Realitasnya kondisi calon guru maupun guru (khusunya
honorer) begitu membludak dan terus meningkat setiap tahunnya. Bayangkan setiap
tahun sekolah tinggi keguruan, Instititut Keguruan dan Universitas Eks IKIP
menghasilkan ribuan lulusan sarjana pendidikan yang notabene mereka adalah
calon guru. Sedangakn di lapangan masih banyak guru honorer yang belum menjadi
PNS yang jumlahnya sangat banyak. Sehingga kesempatan lulusan program studi
kependidikan untuk mengajarkan dan mengamalkan ilmunya sangat kecil ditambah
dengan begitu ketat masuk menjadi guru honorer.
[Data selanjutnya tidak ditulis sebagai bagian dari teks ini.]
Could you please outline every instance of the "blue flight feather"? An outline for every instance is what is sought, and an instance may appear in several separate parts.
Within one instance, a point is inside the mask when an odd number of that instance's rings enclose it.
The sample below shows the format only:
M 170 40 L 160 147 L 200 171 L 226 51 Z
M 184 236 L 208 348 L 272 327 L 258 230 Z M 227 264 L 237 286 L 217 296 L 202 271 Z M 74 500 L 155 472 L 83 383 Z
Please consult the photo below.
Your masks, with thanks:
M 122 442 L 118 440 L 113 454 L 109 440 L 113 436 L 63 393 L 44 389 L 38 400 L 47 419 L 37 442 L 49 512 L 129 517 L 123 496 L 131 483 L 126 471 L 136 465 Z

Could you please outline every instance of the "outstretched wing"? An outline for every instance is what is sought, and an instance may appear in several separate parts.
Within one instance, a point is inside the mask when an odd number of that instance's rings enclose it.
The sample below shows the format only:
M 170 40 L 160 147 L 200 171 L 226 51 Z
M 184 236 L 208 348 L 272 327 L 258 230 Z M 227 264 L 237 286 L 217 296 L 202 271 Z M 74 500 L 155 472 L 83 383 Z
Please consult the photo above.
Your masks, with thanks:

Dan permasalahan yang terjadi
banyak lulusan kependidikan yang justru tidak terjun di dunia pendidikan,
mereka banyak mengisi di perusahaan, perbankkan atau dunia kerja yang lain yang
dianggap lebih “basah” dan lebih menjanjikan.
Sikap
Menerima
Seperti lagu Oemar Bakri menjadi guru jujur berbakti memang makan hati. Yah melihat realitas hidup
di era sekarang ini ditengah tuntutan kebutuhan yang semakin kompleks maka
menjadi seorang guru dengan gaji pas-pasan memang makan hati. Menjadi guru
dalam keadaan sekarang ini memang penuh dengan tantangan antara meneguhkan
janji kemerdekaan atau memenuhi kebutuhan hidup yang semakin menantang.
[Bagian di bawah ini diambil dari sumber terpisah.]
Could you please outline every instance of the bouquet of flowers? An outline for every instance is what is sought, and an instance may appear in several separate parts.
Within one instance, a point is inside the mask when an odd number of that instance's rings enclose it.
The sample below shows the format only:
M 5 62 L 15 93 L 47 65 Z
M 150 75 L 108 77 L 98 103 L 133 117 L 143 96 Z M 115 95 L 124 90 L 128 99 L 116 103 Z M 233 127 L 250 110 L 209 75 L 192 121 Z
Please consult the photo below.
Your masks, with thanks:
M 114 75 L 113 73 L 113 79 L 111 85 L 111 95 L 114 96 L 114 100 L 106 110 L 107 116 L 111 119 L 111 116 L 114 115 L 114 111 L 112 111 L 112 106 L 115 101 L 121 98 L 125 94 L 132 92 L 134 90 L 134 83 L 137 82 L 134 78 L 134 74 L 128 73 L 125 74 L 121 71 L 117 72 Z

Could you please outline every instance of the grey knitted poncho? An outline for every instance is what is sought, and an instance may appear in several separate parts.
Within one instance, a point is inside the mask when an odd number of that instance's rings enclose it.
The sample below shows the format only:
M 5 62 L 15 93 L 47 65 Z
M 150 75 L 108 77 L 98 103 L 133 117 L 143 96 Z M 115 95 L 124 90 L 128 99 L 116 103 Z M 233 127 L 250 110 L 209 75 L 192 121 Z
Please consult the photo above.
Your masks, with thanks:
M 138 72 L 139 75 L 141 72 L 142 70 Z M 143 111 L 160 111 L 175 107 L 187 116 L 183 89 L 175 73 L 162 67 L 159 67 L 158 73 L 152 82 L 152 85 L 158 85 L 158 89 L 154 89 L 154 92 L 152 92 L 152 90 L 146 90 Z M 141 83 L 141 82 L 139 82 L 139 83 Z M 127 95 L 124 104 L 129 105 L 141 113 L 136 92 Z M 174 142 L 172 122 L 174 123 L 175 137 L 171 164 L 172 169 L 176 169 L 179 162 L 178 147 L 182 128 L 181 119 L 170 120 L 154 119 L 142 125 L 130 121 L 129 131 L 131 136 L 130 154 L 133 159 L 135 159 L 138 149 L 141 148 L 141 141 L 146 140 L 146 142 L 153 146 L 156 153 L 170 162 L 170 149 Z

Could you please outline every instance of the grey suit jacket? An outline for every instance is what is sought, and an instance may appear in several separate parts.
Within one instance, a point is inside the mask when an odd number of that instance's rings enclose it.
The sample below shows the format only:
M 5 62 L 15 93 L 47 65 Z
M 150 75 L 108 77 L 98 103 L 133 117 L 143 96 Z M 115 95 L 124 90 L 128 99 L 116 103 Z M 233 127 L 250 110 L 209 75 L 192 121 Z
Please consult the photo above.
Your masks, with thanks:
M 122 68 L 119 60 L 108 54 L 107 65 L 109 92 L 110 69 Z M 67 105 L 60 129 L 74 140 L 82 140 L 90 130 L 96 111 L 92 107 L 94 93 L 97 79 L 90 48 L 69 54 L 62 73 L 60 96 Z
Menjadi guru adalah pilihan maka yang terpenting adalah
keniatan hati menekuni profesi itu, pilihan resiko yang diambil memang harus
dihadapi, ketika kemantapan niat dan hati sudah bulat untuk terjun dalam dunia
pendidikan, khususnya menjadi seorang guru. Kalau memang menjadi guru adalah
pilihan hidup untuk memberikan kebermanfatan bagi generasi bangsa, maka sikap
siap menerima menjadi kunci konsisten menekuni profesi itu. Dalam dunia
pekerjaan menjadi guru sekarang, memang punya satu harapan yang menjanjikan
yaitu ketika menjadi seorang guru PNS dengan tunjangan sertifikasi –yang satu
ini saya yakin di harapkan oleh semua calon guru maupun guru honorer-. Namun
untuk menuju kesana dibutuhkan proses yang tidak instan, butuh waktu untuk
mempersiapkan diri sehingga menjadi guru tanpa status PNS bahkan menjadi guru
honorer siap dengan ketidak mapanan. Saya yakin bagi guru-guru yang memiliki
niat tulus mencerdaskan anak bangsa ini bukan menjadi masalah justru menjadi
tantangan untuk membuktikan bahwa kualitas yang dimiliki mereka bukanlah
“abal-abal”.
Kedepan yang dipersiapkan bagi lulusan sarjana pendidikan
(jika hendak menjadi guru) mungkin harus belajar pada Tan Malaka yang
berprinsip anti kemapanan dengan niat memerdekakan seratus persen. Artinya
bahwa seorang calon guru memiliki idealisme untuk memeperjuangkan anak-anak
bangsa dari kebodohan, memerdekan dari ketidaktahun dengan segenap keikhlasan.
Menutup tulisan ini saya ingin menyampiakn rasa hormat
dan terimakasih kepada seluruh guru yang telah ikut melunasi janji kemerdekaan
mencerdaskan kehidupan bangsa. Segala budi baikmu, ilmumu dan kasih sayangmu
terhadap anak didikmu jauh sangat berharga. Semoga Tuhan Yang Maha Kuasa
membalas segala kebaikanmu dan meningkatkan derajatmu wahai guru.